Bruce Brooks held that Holden's attitude remains unchanged at story's end, implying no maturation, thus differentiating the novel from young adult fiction. In contrast, Louis Menand thought that teachers assign the novel because of the optimistic ending, to teach adolescent readers that "alienation is just a phase." While Brooks maintained that Holden acts his age, Menand claimed that Holden thinks as an adult, given his ability to accurately perceive people and their motives. Others highlight the dilemma of Holden's state, in between adolescence and adulthood. Holden is quick to become emotional. "I felt sorry as hell for..." is a phrase he often uses. It is often said that Holden changes at the end, when he watches Phoebe on the carousel, and he talks about the golden ring and how it's good for kids to try and grab it.

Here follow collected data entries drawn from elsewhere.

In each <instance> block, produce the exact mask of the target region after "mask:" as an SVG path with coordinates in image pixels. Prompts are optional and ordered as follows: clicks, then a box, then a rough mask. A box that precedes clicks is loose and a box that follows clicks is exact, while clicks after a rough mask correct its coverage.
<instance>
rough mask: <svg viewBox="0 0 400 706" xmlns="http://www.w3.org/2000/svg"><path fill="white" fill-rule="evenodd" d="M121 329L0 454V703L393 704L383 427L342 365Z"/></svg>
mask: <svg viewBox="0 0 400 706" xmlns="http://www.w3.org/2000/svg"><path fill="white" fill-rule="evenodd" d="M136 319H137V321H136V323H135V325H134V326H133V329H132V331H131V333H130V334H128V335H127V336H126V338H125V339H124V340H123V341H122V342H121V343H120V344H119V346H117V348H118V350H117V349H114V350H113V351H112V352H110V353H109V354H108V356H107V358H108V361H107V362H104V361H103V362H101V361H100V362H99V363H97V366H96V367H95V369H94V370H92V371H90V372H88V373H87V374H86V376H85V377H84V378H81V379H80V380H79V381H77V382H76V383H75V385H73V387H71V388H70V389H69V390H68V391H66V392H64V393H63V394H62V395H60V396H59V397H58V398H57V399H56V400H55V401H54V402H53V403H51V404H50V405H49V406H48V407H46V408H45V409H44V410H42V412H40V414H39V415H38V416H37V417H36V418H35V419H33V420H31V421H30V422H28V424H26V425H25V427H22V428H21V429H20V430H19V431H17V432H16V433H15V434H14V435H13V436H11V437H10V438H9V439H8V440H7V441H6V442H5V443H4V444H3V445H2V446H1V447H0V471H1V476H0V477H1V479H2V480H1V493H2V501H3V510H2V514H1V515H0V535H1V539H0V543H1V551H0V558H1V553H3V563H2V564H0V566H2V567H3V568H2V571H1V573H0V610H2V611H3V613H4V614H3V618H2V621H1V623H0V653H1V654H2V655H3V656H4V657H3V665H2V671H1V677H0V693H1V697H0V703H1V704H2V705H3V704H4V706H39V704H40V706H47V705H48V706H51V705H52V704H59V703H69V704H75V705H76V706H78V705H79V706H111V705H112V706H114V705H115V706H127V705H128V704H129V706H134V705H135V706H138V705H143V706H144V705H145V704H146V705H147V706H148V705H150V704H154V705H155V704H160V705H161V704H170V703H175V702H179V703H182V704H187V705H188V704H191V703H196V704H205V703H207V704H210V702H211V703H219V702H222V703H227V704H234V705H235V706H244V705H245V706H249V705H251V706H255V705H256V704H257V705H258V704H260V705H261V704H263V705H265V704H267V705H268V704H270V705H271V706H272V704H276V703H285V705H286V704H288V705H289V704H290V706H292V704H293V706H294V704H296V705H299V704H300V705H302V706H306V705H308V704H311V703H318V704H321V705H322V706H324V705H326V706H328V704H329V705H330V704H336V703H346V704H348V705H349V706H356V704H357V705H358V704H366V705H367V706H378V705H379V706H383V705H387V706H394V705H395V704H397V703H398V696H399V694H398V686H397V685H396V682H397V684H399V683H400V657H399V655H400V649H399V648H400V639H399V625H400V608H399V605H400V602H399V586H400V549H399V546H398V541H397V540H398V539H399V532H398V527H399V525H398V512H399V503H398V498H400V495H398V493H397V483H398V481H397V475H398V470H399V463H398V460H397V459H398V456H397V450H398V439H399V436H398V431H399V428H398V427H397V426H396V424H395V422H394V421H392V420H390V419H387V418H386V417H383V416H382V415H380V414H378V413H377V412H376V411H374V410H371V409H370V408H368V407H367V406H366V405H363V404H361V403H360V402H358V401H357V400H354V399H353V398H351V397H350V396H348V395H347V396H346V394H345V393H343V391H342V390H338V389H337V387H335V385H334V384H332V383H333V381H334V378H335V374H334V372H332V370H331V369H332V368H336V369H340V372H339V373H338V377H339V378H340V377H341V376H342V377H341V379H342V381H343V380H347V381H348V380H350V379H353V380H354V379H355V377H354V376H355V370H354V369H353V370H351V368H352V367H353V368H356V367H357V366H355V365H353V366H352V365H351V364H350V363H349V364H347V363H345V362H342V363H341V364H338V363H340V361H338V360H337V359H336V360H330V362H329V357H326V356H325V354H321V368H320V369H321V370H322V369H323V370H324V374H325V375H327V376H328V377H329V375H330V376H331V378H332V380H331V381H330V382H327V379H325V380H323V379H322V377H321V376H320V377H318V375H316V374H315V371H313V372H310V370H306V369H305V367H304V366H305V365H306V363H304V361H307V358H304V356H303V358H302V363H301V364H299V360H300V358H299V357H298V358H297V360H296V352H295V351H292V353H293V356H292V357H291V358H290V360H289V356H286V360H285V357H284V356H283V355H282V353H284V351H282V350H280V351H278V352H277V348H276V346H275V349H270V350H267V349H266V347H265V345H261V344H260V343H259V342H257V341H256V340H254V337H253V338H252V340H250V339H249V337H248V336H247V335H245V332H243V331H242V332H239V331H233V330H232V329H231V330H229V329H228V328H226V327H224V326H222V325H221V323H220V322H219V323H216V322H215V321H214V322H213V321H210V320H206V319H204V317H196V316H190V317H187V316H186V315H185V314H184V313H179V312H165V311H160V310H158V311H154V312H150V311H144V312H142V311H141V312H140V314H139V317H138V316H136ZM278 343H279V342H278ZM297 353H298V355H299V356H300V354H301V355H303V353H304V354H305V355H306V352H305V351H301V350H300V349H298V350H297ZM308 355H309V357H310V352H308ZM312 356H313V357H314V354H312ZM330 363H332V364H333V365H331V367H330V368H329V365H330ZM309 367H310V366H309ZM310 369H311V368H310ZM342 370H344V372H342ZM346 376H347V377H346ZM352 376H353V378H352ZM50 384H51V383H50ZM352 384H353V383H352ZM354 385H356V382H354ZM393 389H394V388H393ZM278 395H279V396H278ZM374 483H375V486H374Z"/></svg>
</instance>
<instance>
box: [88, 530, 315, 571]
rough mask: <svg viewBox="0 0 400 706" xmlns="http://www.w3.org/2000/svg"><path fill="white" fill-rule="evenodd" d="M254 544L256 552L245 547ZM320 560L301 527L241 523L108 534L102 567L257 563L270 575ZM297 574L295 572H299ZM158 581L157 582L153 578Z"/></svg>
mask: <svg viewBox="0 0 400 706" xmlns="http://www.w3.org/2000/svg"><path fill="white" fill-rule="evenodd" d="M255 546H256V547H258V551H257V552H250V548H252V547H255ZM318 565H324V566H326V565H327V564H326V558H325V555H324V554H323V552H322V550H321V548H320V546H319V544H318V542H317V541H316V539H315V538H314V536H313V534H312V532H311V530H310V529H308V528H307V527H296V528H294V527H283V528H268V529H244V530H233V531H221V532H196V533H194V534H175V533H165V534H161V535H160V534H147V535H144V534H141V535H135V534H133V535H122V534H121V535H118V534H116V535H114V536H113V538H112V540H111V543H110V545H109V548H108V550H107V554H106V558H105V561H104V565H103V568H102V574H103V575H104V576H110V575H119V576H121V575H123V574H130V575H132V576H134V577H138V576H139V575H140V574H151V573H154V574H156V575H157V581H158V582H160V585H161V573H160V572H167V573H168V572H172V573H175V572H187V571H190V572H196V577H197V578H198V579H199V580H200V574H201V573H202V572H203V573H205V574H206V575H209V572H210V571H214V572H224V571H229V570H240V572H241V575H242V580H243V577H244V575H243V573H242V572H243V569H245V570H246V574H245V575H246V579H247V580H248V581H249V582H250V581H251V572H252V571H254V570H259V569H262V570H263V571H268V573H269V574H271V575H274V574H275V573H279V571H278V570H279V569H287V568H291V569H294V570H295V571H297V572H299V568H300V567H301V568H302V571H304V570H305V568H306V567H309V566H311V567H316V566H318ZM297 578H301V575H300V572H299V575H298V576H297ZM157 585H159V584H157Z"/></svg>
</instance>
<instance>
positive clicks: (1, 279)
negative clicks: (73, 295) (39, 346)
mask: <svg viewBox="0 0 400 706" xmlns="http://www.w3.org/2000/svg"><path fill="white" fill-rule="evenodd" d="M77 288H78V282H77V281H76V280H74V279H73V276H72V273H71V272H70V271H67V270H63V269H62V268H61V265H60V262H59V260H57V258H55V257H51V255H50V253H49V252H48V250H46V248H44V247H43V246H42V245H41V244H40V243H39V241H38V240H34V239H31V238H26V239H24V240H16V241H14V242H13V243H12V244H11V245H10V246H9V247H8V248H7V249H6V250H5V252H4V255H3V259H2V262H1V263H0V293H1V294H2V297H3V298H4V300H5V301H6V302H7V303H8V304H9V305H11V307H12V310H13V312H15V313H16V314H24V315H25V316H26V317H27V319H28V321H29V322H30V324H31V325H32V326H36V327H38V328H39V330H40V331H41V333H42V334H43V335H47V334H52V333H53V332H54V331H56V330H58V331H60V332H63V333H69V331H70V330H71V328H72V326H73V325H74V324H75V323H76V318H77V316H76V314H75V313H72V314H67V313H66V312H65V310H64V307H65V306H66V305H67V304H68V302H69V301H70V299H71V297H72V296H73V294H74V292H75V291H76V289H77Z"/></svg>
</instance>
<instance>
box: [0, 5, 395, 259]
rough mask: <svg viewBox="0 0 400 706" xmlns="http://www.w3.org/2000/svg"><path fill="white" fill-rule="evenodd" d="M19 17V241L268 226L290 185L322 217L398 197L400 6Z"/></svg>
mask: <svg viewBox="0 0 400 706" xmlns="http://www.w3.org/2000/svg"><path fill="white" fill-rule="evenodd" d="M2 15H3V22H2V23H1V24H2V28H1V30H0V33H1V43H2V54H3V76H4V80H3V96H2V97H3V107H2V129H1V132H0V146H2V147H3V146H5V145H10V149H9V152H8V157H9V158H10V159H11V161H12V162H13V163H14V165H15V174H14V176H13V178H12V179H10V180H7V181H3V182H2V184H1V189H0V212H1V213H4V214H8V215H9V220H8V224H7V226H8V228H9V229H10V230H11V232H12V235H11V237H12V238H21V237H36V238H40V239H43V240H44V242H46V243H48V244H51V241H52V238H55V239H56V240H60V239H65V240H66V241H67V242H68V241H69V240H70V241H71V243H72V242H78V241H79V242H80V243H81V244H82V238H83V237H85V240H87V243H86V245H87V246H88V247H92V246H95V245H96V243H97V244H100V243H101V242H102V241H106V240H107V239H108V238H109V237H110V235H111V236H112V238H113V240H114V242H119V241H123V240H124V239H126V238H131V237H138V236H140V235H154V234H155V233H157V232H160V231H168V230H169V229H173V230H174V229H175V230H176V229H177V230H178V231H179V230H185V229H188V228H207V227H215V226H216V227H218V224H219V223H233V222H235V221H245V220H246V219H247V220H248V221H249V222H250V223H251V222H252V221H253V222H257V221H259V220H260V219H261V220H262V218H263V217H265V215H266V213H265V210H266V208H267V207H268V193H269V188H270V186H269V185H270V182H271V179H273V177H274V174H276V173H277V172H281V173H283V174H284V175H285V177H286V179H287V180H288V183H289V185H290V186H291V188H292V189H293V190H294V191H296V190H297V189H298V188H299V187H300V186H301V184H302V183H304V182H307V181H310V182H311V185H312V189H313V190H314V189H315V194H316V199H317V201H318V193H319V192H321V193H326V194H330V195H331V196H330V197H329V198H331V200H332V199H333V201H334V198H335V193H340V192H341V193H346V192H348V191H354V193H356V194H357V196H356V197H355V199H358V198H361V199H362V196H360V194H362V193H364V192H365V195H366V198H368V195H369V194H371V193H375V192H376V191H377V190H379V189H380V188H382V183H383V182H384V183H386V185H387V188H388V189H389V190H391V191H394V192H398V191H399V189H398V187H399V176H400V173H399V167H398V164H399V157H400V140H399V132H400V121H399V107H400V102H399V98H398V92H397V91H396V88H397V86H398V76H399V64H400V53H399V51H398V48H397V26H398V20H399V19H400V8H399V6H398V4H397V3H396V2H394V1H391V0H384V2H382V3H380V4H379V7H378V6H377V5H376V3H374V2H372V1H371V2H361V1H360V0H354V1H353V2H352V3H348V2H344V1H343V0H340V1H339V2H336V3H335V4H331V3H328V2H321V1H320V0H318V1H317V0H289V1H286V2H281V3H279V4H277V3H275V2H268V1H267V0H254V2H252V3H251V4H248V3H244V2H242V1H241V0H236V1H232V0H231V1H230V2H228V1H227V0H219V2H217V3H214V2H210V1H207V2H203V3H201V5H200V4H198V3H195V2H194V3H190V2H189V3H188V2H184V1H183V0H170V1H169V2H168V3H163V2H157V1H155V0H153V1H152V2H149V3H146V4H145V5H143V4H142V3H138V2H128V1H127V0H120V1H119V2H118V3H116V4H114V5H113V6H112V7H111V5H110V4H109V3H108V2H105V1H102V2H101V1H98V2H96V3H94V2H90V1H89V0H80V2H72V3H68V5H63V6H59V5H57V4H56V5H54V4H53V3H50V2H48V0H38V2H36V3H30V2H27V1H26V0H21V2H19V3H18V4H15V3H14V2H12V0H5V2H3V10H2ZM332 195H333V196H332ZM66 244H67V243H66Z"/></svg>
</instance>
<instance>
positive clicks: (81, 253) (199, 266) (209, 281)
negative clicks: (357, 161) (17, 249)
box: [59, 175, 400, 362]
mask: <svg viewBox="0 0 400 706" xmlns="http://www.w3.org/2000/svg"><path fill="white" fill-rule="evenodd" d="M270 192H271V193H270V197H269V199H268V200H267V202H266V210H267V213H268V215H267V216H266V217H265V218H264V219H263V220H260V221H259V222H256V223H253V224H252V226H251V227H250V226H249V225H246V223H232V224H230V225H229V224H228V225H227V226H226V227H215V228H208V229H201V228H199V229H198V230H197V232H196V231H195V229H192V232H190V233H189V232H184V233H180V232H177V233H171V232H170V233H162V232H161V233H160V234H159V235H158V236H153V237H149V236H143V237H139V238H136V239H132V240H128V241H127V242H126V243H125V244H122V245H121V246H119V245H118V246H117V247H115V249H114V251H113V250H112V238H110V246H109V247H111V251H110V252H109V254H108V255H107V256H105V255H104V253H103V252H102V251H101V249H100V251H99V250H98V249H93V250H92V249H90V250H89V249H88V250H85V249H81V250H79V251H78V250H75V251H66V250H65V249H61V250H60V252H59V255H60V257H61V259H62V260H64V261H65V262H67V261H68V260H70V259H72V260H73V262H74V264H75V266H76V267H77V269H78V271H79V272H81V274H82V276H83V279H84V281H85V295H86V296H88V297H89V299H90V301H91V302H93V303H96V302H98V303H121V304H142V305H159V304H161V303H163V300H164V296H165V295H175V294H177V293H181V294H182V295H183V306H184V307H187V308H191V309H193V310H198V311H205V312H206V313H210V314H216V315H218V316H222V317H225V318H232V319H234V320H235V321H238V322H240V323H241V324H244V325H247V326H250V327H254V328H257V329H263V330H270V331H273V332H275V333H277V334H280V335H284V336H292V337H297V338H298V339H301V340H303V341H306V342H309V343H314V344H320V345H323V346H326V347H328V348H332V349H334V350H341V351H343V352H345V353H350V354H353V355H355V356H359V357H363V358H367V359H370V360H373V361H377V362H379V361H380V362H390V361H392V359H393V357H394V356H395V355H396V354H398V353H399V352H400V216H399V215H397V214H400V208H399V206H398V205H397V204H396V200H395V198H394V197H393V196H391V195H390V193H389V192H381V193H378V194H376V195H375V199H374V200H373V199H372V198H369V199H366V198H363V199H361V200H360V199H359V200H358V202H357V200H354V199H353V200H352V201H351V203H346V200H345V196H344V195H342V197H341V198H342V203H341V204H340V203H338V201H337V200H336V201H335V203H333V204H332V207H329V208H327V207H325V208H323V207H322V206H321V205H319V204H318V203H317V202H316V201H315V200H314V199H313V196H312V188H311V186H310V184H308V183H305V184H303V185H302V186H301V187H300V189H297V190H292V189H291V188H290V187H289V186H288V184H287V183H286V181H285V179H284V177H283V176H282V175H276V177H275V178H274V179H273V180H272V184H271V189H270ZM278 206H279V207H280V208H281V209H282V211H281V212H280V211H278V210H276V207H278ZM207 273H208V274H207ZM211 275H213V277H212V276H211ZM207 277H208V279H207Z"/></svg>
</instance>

Peter Beidler, in his A Reader's Companion to J. D. Salinger's "The Catcher in the Rye", identifies the movie that the prostitute "Sunny" refers to. In chapter 13 she says that in the movie a boy falls off a boat. The movie is Captains Courageous (1937), starring Spencer Tracy. Sunny says that Holden looks like the boy who fell off the boat. Beidler shows (page 28) a still of the boy, played by child-actor Freddie Bartholomew.
Each Caulfield child has literary talent. D.B. writes screenplays in Hollywood; Holden also reveres D.B. for his writing skill (Holden's own best subject), but he also despises Hollywood industry-based movies, considering them the ultimate in "phony" as the writer has no space for his own imagination, and describes D.B.'s move to Hollywood to write for films as "prostituting himself"; Allie wrote poetry on his baseball glove; and Phoebe is a diarist. This "catcher in the rye" is an analogy for Holden, who admires in children attributes that he struggles to find in adults, like innocence, kindness, spontaneity, and generosity. Falling off the cliff could be a progression into the adult world that surrounds him and that he strongly criticizes. Later, Phoebe and Holden exchange roles as the "catcher" and the "fallen"; he gives her his hunting hat, the catcher's symbol, and becomes the fallen as Phoebe becomes the catcher.
In their biography of Salinger, David Shields and Shane Salerno argue that: "The Catcher in the Rye can best be understood as a disguised war novel." Salinger witnessed the horrors of World War II, but rather than writing a combat novel, Salinger, according to Shields and Salerno, "took the trauma of war and embedded it within what looked to the naked eye like a coming-of-age novel."